The film works because it takes its time getting where it's going. Unlike far too many movies, it's not about the destination -- which I predicted in the first two or three minutes -- but the journey. It's not even about its main characters, really. One of them is annoying, and the other bland; I'm not convinced they would be interesting in any other movie. It's about the wonderful little details of life this movie captures. There's a moment when someone is too overcome with emotion to speak. There's something about why a phone box was built next to a waterfall. There's a bit with a golden eagle. There is the propriety of dining at separate tables, even though the room is empty. I'm speaking vaguely on purpose, for these little moments are the film's great treasures.

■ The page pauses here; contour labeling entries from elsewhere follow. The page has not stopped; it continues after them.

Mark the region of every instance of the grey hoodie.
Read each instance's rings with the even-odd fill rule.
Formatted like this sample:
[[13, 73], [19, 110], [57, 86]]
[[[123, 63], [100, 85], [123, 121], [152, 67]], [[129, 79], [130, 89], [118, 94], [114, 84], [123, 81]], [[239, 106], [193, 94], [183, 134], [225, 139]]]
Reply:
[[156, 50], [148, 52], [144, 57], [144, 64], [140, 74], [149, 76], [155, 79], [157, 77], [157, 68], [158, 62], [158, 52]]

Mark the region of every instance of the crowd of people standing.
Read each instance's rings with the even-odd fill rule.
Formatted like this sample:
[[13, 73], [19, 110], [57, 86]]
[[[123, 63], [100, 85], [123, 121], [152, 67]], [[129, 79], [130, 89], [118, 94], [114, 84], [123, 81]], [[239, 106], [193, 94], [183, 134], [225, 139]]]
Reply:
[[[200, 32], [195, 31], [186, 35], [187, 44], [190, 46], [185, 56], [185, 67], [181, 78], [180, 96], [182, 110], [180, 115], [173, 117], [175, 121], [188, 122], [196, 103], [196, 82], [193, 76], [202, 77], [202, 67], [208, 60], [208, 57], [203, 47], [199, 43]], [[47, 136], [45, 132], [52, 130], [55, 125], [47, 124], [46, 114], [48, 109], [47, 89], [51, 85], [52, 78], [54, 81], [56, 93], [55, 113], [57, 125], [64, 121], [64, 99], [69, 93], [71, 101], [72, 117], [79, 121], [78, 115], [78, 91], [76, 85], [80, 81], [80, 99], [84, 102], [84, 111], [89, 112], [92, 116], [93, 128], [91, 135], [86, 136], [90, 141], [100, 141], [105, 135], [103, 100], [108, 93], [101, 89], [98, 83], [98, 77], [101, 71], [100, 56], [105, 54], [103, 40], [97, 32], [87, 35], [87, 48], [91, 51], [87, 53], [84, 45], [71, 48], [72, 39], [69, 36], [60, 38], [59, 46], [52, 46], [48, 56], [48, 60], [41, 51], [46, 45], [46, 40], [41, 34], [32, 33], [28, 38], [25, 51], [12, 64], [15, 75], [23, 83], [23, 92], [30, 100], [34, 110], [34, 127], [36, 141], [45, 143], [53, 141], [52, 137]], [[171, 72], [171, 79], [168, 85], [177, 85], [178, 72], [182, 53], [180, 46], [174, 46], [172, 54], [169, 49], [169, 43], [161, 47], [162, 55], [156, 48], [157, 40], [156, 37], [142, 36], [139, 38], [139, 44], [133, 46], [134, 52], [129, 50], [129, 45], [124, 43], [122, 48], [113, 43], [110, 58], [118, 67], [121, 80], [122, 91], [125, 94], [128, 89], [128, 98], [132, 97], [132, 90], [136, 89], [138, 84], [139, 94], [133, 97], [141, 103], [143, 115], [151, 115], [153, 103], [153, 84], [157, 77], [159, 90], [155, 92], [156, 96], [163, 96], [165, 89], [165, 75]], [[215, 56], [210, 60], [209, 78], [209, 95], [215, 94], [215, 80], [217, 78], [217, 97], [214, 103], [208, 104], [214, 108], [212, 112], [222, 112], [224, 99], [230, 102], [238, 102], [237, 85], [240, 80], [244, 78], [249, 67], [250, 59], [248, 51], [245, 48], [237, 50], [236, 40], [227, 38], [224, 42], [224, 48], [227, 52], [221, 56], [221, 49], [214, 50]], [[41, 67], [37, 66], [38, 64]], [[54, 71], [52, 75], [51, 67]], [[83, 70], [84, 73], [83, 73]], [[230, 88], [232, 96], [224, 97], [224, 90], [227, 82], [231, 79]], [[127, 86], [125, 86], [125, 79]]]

It reminds me of the French New Wave films of the early 1960s, which also celebrated the nuances and textures of life, except that I Know Where I'm Going is inextricably rooted in its time and place and culture: the rural islands on the west coast of Scotland. The film is magical in its glorying of the land and the people. The time period -- the latter days of World War II -- is also critical. Although the war itself is scarcely referenced, its threat to personal security and happiness lurks in the background and shapes the mood under which the people live.

Now I've written three paragraphs and not gotten around to mentioning that this is a romantic comedy. It's about a woman who always knows what she wants in life and undertakes a journey to an island in Scotland to join the man she will marry. Perhaps now you are making the same guess I did at the beginning of the film about where it will go. If you are, you'd be right...and so, so wrong.